Most probably, it was not the first case of coronavirus in Moldova, but we will never know which was the first case in Moldova because many specific, urgent and necessary actions were not taken on time.
Since March 7, many planes arrived daily from the countries with a distressing number of infected people. If the number of people entering and exiting the country was not limited, it was necessary to test all the people who entered the country, especially persons coming from risk areas, and maintain these people in isolation until the results of tests come. These very specific, urgent, and necessary actions have never been taken.
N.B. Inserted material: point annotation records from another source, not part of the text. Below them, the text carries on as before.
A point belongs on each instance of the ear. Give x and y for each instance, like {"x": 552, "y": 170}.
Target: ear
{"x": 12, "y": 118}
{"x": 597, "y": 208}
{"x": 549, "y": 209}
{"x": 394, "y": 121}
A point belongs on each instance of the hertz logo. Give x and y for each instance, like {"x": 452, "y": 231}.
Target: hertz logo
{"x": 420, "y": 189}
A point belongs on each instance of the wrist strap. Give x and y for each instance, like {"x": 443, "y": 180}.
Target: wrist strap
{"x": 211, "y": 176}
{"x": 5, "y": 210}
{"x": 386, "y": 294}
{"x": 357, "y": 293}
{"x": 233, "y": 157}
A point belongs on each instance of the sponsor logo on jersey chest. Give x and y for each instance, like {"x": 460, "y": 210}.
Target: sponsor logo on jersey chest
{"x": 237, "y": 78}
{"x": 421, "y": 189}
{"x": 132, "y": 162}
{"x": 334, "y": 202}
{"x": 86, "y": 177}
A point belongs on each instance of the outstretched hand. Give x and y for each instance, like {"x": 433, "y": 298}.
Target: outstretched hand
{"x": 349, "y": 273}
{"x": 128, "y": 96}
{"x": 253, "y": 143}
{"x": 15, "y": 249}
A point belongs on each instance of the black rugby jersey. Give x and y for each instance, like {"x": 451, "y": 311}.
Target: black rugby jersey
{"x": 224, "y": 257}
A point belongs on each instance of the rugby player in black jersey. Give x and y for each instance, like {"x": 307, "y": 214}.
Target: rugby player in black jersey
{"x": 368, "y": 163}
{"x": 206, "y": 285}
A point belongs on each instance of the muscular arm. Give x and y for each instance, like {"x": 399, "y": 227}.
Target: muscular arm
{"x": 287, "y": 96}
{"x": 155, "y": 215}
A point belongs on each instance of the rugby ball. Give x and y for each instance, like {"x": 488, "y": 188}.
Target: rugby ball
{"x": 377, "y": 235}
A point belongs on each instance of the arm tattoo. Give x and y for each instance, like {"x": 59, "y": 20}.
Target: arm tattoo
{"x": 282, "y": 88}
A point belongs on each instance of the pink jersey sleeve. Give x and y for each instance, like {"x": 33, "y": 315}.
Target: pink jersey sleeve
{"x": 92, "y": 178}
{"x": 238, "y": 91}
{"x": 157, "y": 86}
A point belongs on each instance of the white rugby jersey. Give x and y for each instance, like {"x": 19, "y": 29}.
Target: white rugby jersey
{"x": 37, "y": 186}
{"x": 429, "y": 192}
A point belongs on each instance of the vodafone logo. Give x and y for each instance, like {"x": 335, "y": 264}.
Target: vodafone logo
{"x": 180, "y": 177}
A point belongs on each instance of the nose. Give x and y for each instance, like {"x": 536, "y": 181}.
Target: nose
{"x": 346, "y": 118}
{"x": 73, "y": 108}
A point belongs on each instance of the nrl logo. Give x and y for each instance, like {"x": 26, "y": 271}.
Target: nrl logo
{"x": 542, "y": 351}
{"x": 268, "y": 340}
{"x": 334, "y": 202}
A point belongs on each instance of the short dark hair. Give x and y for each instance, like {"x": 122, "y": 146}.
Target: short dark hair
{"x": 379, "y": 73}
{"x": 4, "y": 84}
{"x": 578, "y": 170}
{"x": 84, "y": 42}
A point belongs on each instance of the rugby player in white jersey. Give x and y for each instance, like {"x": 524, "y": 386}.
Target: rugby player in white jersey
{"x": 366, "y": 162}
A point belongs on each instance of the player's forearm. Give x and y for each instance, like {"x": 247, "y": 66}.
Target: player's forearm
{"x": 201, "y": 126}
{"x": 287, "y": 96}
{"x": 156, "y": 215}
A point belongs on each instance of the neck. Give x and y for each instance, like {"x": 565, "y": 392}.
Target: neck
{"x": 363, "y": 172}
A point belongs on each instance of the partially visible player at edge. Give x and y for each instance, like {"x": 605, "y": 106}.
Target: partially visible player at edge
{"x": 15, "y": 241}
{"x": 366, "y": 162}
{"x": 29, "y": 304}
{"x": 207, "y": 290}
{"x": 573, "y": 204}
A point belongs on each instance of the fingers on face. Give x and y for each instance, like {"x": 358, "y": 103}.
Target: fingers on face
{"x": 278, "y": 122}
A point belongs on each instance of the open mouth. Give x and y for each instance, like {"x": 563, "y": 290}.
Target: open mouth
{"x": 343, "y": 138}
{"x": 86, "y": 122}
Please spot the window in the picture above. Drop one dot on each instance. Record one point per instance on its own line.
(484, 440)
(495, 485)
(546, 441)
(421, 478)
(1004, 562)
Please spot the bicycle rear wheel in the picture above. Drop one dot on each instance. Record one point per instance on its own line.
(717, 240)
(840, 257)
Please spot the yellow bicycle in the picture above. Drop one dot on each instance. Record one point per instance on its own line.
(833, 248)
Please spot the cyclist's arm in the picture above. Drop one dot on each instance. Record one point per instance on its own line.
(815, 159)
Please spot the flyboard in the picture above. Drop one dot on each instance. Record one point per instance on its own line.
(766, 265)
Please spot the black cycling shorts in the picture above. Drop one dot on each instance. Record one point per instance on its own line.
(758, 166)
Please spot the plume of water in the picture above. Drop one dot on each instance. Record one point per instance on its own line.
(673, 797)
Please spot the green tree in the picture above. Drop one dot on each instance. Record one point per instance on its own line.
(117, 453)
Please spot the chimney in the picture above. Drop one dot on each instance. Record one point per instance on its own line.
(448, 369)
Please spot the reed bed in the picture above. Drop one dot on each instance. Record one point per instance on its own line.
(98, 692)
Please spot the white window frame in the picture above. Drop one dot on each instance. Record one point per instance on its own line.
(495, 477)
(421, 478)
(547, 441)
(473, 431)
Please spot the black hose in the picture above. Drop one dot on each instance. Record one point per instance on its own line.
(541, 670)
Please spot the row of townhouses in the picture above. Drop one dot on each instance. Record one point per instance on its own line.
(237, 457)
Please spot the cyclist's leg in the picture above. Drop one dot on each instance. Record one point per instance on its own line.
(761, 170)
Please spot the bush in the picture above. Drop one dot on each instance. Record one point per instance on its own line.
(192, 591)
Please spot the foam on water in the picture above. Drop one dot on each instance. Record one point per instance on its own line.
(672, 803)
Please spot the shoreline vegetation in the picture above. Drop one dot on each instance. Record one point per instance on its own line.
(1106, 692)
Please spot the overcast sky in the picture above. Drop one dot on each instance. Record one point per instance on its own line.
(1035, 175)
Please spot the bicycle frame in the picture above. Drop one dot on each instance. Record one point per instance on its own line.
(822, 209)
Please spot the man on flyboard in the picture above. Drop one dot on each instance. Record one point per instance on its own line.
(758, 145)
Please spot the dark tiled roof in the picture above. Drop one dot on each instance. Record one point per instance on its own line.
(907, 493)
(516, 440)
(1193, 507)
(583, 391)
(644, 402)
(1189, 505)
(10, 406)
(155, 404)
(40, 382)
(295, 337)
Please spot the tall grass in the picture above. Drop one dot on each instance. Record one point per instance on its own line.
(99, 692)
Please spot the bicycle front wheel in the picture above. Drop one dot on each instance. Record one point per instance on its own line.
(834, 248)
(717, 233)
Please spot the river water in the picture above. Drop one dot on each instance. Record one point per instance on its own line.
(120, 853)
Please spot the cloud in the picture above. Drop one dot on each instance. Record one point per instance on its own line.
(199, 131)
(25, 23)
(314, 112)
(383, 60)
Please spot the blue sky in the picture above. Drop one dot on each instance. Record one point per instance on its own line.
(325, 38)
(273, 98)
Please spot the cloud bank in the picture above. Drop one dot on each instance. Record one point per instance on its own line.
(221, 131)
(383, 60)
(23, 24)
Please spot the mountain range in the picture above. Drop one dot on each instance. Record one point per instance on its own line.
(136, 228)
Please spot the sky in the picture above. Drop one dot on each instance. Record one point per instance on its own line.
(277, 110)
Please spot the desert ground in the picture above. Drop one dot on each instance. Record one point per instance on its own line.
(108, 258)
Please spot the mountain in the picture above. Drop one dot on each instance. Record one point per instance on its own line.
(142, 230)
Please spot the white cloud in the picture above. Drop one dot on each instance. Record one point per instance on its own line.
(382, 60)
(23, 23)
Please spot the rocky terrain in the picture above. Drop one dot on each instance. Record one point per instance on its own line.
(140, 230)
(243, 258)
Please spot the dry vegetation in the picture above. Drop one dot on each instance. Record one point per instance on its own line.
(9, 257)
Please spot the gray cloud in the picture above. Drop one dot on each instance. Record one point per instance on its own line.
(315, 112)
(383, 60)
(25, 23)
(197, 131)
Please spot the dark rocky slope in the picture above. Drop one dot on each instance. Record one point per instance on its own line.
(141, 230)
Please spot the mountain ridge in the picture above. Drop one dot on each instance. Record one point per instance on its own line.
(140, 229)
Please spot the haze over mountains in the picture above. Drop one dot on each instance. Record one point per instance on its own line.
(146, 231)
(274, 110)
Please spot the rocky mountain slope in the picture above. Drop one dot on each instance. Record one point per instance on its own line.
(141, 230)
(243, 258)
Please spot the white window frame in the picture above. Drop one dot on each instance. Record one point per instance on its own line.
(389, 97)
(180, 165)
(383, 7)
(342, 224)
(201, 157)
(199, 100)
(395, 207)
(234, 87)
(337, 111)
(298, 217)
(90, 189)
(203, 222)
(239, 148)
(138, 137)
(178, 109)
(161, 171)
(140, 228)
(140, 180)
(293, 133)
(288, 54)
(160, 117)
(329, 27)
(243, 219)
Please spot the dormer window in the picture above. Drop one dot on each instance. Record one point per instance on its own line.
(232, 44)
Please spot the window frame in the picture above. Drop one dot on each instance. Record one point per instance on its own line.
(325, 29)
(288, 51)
Let’s not say it was not possible. Let’s not say there were no tests. Let’s not say that there were no spaces in Chișnău to quarantine these people. The epidemic had broken out in China three months earlier and was spreading fast to new states. There was enough time to get ready to face the virus. Tests could be procured, and adequate quarantine conditions could be arranged to ensure the isolation of potentially infected people for some time.
Some will argue that it was impossible to purchase masks, equipment, and disinfectants at the time. I find it hard to believe that the state, which produces tons of alcohol, can have a shortage of disinfectants. It is hard to believe that it is not possible to sew masks, overalls, and suits in a state where the world brands have luxury dress sewing units. And although Moldova has lots of plastic we cannot organize the production of face visors.
However, many of the businesses closed and people were kept unemployed, instead of being properly equipped and involved in the fight against the pandemic. Moreover, Moldova did not accept to learn from the experience of other states, which had already gone through critical situations. Tracking the route of the infection is very important. South Korea has made enormous progress, as it mapped and analyzed the route of each infected person. They monitored family members and community members who reportedly communicated with the infected at the store, on the bus, in church, in the mall. In Moldova, family members of the people with confirmed infections were not tested, nor the community members.
The quarantine was long, tiring, and full of double standards. On the one hand, they urged people to stay at home. On the other hand, they took them out to take part in elections, to meet with President Igor Dodon, to take part in religious rituals, to go to the parade on May 9, to go to the marketplaces and to the monasteries. It was a time when people’s distrust of the hectic actions of the authorities increased dramatically.
As for communication, there were no press conferences held for two months. Sometimes they organized press conferences at the insistence of civil society, not because they wanted to inform people. Thus, Moldova was fighting a misinformation epidemic, with a lot of fake news about members of the government or medical workers.
One hundred days have passed. Our hospitals are overloaded and doctors in the intensive therapy wards work under continuous pressure.
Meanwhile, many European countries, and countries around the world, are gradually coming out of quarantine, and citizens may go to work, on vacation, or anywhere they want to. In Moldova, there seem to start another 100 days with COVID-19.